Yahoo’s sales fell by 50% over the last 10 years and earlier in the year the company announced plans to axe 15% of its workforce. With the shares down around 30% since the end of 2014, Yahoo is under pressure from activist shareholders to turn itself around and some have even demanded replacement of the entire board of directors.
With the firm against the ropes, there’s no wonder that it has decided to put itself out of its own misery by going to the market. Yahoo has set a deadline of 18 April for interested parties to submit their offers.
David and Goliath
Is there any value left in the Yahoo brand now? Daily Mail And General Trust must think so. A spokesman for the firm said the owner of the Daily Mail newspaper is in early stage talks with private equity firms and potential bidders about an offer for the troubled internet company.
There’s no certainty that a deal will proceed and Daily Mail can’t do it on its own — the firm’s pockets aren’t deep enough. At today’s share price of 698p, Daily Mail’s market capitalisation is £2.34bn. That compares to Yahoo with its $36 share price and a market capitalisation of $34bn (£24bn) — something of a David and Goliath situation that suggests Daily Mail’s ownership of Yahoo will be fractional if a deal goes through.
However, Daily Mail has weight to bring to the table. The firm cites the success of DailyMail.com and Elite Daily as justification for its place in any bidding team that may be assembled.
Extracting value from a deal
The Wall Street Journal, citing people familiar with the matter, speculates that the potential bid could be organised such that a private-equity partner acquires Yahoo’s core web business with the Daily Mail taking over news and media properties or merging them with its existing Mail online operations.

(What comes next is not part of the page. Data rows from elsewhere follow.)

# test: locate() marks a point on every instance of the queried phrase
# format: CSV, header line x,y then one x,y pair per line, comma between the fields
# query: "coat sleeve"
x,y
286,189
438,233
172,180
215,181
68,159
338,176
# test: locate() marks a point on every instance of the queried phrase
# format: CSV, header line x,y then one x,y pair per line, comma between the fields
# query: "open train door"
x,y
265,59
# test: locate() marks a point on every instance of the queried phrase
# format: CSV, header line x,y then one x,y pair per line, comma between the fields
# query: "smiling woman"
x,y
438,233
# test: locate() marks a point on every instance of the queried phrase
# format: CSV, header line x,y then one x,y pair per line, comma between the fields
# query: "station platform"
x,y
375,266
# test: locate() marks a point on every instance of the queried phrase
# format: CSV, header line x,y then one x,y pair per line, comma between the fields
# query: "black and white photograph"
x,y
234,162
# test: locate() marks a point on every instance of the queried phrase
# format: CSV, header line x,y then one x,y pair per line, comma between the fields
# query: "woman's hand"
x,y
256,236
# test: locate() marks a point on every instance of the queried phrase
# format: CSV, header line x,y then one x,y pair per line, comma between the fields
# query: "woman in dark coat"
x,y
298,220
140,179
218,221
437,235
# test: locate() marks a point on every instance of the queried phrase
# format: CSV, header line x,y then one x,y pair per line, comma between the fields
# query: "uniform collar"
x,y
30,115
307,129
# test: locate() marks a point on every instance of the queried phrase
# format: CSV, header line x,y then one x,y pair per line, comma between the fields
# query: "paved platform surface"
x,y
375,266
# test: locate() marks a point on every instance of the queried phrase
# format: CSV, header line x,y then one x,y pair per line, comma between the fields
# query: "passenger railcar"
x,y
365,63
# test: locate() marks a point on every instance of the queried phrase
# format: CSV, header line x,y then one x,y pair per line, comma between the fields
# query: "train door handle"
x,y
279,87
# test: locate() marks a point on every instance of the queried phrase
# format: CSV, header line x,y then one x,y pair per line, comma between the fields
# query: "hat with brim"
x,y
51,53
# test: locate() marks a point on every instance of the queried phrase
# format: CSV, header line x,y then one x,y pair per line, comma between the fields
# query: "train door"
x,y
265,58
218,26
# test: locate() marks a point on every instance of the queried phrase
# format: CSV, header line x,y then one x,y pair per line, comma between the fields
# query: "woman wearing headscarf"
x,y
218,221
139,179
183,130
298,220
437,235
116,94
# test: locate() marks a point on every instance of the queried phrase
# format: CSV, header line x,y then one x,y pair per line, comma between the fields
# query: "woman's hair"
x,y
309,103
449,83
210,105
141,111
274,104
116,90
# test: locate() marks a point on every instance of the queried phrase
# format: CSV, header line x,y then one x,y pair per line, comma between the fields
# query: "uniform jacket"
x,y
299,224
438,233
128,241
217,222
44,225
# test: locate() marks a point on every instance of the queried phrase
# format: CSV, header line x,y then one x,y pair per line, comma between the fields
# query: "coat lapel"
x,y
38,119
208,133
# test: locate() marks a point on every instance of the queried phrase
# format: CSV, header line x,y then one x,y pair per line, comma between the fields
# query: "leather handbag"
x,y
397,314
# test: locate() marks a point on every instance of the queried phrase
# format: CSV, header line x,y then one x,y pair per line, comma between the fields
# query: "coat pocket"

Yahoo’s media assets include Yahoo News, Yahoo Finance, Yahoo Sports and several digital magazines, which look like an attractive prize. However, Daily Mail won’t hold all the power at the negotiating table as Time Inc is also reported to be mulling a bid with another private equity firm. Perhaps there’s decent value left in the Yahoo brand after all. We can only speculate what that might do for Daily Mail’s fortunes if a deal goes through.